‘The Wisconsin Experience’ begins for thousands of new Badgers at 2022 Convocation
The University of Wisconsin–Madison welcomed thousands of first-year students to campus Tuesday, with Chancellor Jennifer L. Mnookin noting that she and the incoming Badgers share something in common.
“You are all going to be a very special class to me because we’re starting here together,” she told the audience at New Student Convocation. Mnookin, the university’s 30th leader, began Aug. 4.
Convocation is UW–Madison’s formal welcome ceremony for all new freshmen and transfer students. For thousands of incoming students, the event at the Kohl Center is their entry into higher education and the beginning of their academic experience at UW–Madison.
Mnookin shared that this year’s freshman class is expected to be the largest in history at about 8,600 students — selected from a record-breaking pool of applicants of more than 60,000. More than 1,000 transfer students also are joining campus this fall.
Mnookin introduced the new students to the concept of “sifting and winnowing,” the university’s way to describe the scholarly inquiry that generates insights and discoveries and builds new knowledge.
“You’re going to explore many different issues and ideas across lots of different academic fields,” Mnookin said. “You’ll learn to think critically, argue persuasively, listen carefully, and produce substantive work that goes beyond the level of excellence you reached in the past. Because here at UW–Madison, we discuss everything — the ideas we strongly agree with and the ideas we strongly disagree with.”
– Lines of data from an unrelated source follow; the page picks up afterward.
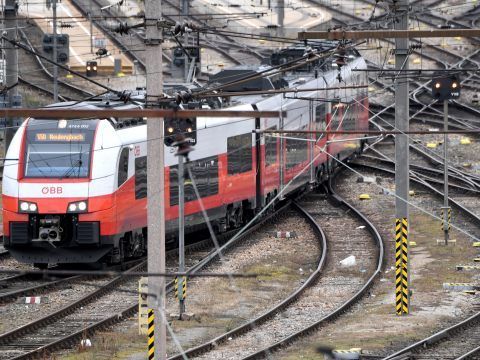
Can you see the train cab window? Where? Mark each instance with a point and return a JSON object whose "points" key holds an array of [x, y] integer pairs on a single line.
{"points": [[141, 177], [239, 154], [123, 166]]}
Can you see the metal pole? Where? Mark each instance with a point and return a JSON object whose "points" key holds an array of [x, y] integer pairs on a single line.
{"points": [[281, 14], [402, 166], [91, 28], [156, 178], [185, 37], [181, 232], [11, 64], [55, 58], [445, 172]]}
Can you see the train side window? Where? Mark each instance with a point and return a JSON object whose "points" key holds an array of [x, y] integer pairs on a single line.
{"points": [[205, 175], [141, 177], [239, 154], [271, 148], [123, 166], [320, 117], [296, 151]]}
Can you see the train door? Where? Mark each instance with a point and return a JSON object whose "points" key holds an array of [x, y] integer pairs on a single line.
{"points": [[311, 144], [125, 194], [320, 144]]}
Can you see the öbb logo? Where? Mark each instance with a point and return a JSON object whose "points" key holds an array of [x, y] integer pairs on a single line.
{"points": [[52, 190]]}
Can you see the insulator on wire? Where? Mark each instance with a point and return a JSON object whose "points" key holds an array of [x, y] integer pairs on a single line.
{"points": [[122, 28], [102, 52], [183, 97], [180, 29]]}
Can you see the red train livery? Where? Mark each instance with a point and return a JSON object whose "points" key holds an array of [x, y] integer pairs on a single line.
{"points": [[78, 191]]}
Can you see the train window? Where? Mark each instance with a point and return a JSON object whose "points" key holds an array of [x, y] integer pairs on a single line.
{"points": [[205, 176], [123, 166], [337, 114], [271, 148], [141, 177], [239, 153], [296, 151]]}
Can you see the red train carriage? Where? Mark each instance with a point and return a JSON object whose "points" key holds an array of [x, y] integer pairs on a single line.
{"points": [[78, 191]]}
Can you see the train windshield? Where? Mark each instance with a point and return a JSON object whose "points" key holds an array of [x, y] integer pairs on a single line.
{"points": [[59, 148]]}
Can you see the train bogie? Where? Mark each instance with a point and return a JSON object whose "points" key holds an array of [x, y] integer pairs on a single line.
{"points": [[78, 193]]}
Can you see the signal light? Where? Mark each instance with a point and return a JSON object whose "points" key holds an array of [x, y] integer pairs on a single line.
{"points": [[91, 68], [446, 87], [180, 132]]}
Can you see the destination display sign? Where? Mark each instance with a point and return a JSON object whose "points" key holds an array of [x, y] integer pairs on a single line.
{"points": [[65, 137]]}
Student speaker Marina Kerekes, a junior from Waterville, Minnesota, encouraged new students to shed their preconceived notions about what their college experience needs to be. She entered UW–Madison on a pre-law track but became fascinated with monkey research and switched to anthropology.
“Be open to redefining your ideas about what success and your future plans look like,” she said.
LaVar Charleston, the university’s chief diversity officer, urged students to remember — especially in moments of self-doubt — that they belong at UW–Madison. “Every single one of you is here because you deserve to be,” he said. “You’ve earned it. And each of you brings something unique and valuable to this diverse learning community.”
Lori Reesor, vice chancellor for student affairs, closed her remarks with a reminder to be kind.
“Things are still hard in our world,” Reesor told the students. “We need each of your real authentic selves here, and we need more kindness from everyone.”
Just prior to convocation, new students enjoyed a lunch provided by the Chancellor’s Office. Inside the Kohl Center, the UW Marching Band with director Corey Pompey warmed up the crowd. As they exited the Kohl Center, students received a free copy of the book selected for this year’s Go Big Read. Afterwards, they could enjoy Babcock ice cream at Alumni Park.
Incoming students expressed a range of emotions as they embarked on their Wisconsin Experience.
“I’m excited, but also a little intimidated by all the people,” said Ronald Kelley, of Charles Town, West Virginia, whose high school class had about 70 students. “This feels like a different country to me.”
He took his first-ever metro bus ride upon arriving in Madison and is learning euchre from a new friend in his residence hall.
Savanna Rostad, of Whitefish Bay, Wisconsin, said she’s looking forward to starting classes and diving into the work of being a college student.
“This past week, we’ve been sort of free in the world,” she said of traveling to Madison and getting acquainted with campus. “Now I’m eager to have structure in my life again.”